Analysis of the Numerical Methods for the Unfolding of Beta Spectra Obtained by Integral Detectors

Abstract

The beta spectrum, obtained by solid state or scintillation spectrometers, cannot be considered the "true" spectrum, due to the resolution and backscattering characteristics of the detectors. The "true" shape can be obtained from the experimental one by solving a Fredholm's integral equation of the first kind, having as kernel, the response function of the spectrometer. From the mathematical point of view this is an "incorrectly posed problem". A critical analysis on some usual numerical methods is presented, under the assumption of uniqueness of the solution. The replacement of the equation with a linear algebraic system is obtained by some quadrature formulas. Despite the formula used, the system is essentially illconditioned. The most currently used methods for linear system solutions are examined.

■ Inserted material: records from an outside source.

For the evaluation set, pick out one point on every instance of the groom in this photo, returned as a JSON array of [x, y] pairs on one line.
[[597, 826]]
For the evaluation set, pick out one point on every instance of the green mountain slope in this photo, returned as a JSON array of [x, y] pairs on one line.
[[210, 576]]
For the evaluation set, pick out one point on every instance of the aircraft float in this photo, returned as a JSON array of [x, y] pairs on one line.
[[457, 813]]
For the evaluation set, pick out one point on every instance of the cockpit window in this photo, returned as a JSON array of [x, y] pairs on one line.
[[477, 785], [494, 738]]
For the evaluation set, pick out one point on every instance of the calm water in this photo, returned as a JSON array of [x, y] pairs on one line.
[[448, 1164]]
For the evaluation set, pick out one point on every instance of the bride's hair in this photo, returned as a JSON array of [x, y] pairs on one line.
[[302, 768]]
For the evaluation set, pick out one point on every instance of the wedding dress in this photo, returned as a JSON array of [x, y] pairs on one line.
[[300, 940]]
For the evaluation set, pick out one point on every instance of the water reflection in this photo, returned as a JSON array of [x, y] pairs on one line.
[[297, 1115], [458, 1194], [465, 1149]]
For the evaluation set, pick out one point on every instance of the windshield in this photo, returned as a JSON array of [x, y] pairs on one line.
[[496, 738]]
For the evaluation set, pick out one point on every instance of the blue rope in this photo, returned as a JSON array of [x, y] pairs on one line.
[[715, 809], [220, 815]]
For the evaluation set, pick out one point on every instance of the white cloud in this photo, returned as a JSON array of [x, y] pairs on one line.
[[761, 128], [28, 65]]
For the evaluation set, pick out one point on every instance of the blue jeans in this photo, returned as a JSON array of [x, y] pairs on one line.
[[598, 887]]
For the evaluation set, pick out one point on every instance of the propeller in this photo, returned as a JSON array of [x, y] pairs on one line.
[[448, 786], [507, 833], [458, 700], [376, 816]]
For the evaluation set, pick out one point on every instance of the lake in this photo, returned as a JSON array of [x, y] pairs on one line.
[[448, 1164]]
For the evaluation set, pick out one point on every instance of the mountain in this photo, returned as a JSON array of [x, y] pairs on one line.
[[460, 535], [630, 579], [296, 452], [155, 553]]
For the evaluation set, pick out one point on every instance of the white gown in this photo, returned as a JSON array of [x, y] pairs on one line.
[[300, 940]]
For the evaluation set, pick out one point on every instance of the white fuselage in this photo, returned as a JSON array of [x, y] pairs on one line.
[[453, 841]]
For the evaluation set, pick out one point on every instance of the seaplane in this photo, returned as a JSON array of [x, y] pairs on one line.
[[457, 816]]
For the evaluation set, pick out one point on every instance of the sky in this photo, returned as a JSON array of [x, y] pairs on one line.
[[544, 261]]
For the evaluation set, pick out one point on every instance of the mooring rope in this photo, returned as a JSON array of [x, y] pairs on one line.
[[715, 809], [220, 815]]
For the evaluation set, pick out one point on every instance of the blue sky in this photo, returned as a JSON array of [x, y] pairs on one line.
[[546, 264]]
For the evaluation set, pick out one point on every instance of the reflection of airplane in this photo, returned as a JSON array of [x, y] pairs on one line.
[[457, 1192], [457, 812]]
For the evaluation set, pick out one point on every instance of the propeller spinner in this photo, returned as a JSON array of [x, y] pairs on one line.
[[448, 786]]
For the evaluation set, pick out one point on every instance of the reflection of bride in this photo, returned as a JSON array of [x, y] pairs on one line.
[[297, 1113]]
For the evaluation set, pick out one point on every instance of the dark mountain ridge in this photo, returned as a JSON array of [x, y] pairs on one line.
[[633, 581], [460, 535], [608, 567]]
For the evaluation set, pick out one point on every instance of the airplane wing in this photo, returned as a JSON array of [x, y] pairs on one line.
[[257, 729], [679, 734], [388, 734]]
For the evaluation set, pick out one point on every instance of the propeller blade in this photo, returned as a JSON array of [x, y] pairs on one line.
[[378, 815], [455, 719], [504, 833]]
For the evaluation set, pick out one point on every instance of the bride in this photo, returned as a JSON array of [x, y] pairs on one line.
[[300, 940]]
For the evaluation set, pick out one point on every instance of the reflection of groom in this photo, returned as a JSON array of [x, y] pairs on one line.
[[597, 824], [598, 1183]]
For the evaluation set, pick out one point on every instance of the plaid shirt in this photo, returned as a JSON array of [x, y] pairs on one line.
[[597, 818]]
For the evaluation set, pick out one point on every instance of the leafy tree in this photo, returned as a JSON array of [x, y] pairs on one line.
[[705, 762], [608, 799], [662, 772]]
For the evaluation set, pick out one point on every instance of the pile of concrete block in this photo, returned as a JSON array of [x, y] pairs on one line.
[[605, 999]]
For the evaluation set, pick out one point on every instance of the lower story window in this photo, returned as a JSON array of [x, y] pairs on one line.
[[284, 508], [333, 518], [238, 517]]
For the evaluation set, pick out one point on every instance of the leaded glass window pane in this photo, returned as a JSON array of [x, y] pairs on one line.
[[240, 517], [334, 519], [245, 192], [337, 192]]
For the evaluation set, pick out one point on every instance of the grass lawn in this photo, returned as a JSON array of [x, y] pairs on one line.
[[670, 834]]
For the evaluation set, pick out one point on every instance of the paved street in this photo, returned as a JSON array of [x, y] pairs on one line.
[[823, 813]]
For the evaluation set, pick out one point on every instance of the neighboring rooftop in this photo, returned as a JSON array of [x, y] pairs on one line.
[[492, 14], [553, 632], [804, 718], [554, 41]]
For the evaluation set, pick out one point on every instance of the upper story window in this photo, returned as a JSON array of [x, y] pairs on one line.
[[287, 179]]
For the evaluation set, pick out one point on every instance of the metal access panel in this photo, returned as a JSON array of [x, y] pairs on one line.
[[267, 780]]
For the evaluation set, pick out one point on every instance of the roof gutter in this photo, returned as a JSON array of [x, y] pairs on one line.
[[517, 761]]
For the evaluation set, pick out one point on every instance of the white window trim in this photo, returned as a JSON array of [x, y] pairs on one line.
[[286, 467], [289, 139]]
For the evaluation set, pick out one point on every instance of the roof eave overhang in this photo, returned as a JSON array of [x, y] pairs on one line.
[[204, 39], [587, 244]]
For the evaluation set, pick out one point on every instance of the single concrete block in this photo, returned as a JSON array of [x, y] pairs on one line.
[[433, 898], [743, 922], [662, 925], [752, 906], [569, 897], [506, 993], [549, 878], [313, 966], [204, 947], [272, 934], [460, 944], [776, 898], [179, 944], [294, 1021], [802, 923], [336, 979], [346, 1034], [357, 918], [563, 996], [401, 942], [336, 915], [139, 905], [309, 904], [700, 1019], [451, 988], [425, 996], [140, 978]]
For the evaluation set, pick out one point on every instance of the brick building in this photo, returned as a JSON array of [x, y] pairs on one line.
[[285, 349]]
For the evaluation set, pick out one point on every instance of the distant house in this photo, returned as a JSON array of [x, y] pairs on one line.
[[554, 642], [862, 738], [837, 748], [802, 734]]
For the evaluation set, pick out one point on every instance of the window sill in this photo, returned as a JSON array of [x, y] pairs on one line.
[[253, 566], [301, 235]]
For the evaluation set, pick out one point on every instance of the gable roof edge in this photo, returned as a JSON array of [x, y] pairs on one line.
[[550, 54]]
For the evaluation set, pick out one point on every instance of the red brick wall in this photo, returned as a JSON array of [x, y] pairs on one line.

The splitting of the response matrix in the product of the two matrices (resolution and back-scattering), as suggested by D. D. Slavinskas et al., appears a very useful tool. A block direct method, due to the block tridiagonal form of the resolution matrix, and a block iterative method are applied; direct inversion is suitable for the triangular matrix of the backscattering. The standard error on the unfolded spectrum, due to the standard error on the experimental spectrum, and to the response function parameter uncertainties is examined.